Essa circunstância toma maior relevo quando se verifica que existem discussões jurídicas ainda pendentes de apreciação no Supremo Tribunal Federal quanto aos reflexos penais dos acordos de leniência, em razão da violação à titularidade da ação penal pública exercida, de acordo com a Constituição, pelo Ministério Público. Esse elemento, a par de exigir a efetiva integração do Ministério Público a todas as etapas do processo de leniência, recomenda o afastamento do Supremo Tribunal Federal da coordenação do próprio acordo, na medida em que será este o órgão encarregado não apenas da última palavra sobre a constitucionalidade de dispositivos da Lei n.12.846/2013, como também da limitação da atuação do Ministério Público pelo próprio Acordo de Cooperação Técnica em Matéria de Combate à Corrupção no Brasil (ACT), maculando as necessárias e consagradas inércia e independência do Poder Judiciário para avaliação futura da questão.

Nesse cenário, o Ministério Público destaca os notórios avanços em matéria de combate à corrupção conquistados ao longo do ainda curto período de vigência da Lei nº 12.846/2013, que, seguramente, têm contribuído com a operacionalização de modernas técnicas de resguardo do patrimônio público e da moralidade administrativa, circunstância essa que somente foi possível em decorrência da atuação firme e permanente, em todas as etapas do processo, do Ministério Público, em efetiva integração com os demais agentes encarregados da operacionalização da Lei.

A realidade demonstra que a norma tem fomentado a preservação do interesse público primário e, ao mesmo tempo, o resguardo da atuação econômica e empresarial de pessoas jurídicas a partir de uma perspectiva que observa as regras de regência, garantindo-se que estas se desenvolvam de forma a cumprir a função social a elas atribuídas pela Constituição da República, providência essencial para garantir a todos a existência digna que gravita em torno do bom funcionamento da ordem econômica, mas desde que não se descure dos ditames da justiça social, como exige a norma fundamental (artigo 170). Esse propósito conjunto é precisamente atingido com a utilização de acordos de leniência.

Cumpre salientar que a aparente restrição de atribuições constitucionais conferidas ao Ministério Público brasileiro pode projetar seus efeitos não apenas no contexto federal, mas também alcançando a própria atuação dos demais Ministérios Públicos estaduais, sendo de rigor que, em respeito ao inafastável princípio da unidade, haja esforço conjunto da instituição no sentido de preservar as suas prerrogativas, haja vista que indispensáveis ao cumprimento de seu mister constitucional.
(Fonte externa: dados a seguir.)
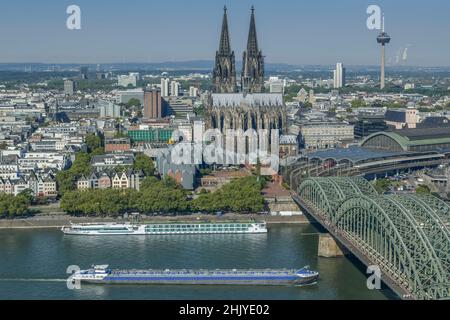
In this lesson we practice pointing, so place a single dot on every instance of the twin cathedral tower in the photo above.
(248, 119)
(224, 74)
Sendo assim, o CONSELHO NACIONAL DE PROCURADORES-GERAIS DO MINISTÉRIO PÚBLICO DOS ESTADOS E DA UNIÃO (CNPG) expressa sua discordância com o teor do apontado Acordo de Cooperação Técnica em Matéria de Combate à Corrupção no Brasil (ACT), reiterando a manifestação externada na Nota Técnica n. 02/2020, da lavra da 5ª Câmara de Coordenação e Revisão do Ministério Público Federal, pelas graves consequências advindas da pactuação do documento no trato da cooperação interinstitucional em matéria de combate à corrupção, somando esforços na crítica à modelagem procedimental projetada concentradamente entre a Controladoria-Geral da União (CGU), a Advocacia-Geral da União (AGU), o Ministério da Justiça e Segurança Pública (MJSP) e o Tribunal de Contas da União (TCU), sob a coordenação do Supremo Tribunal Federal (STF).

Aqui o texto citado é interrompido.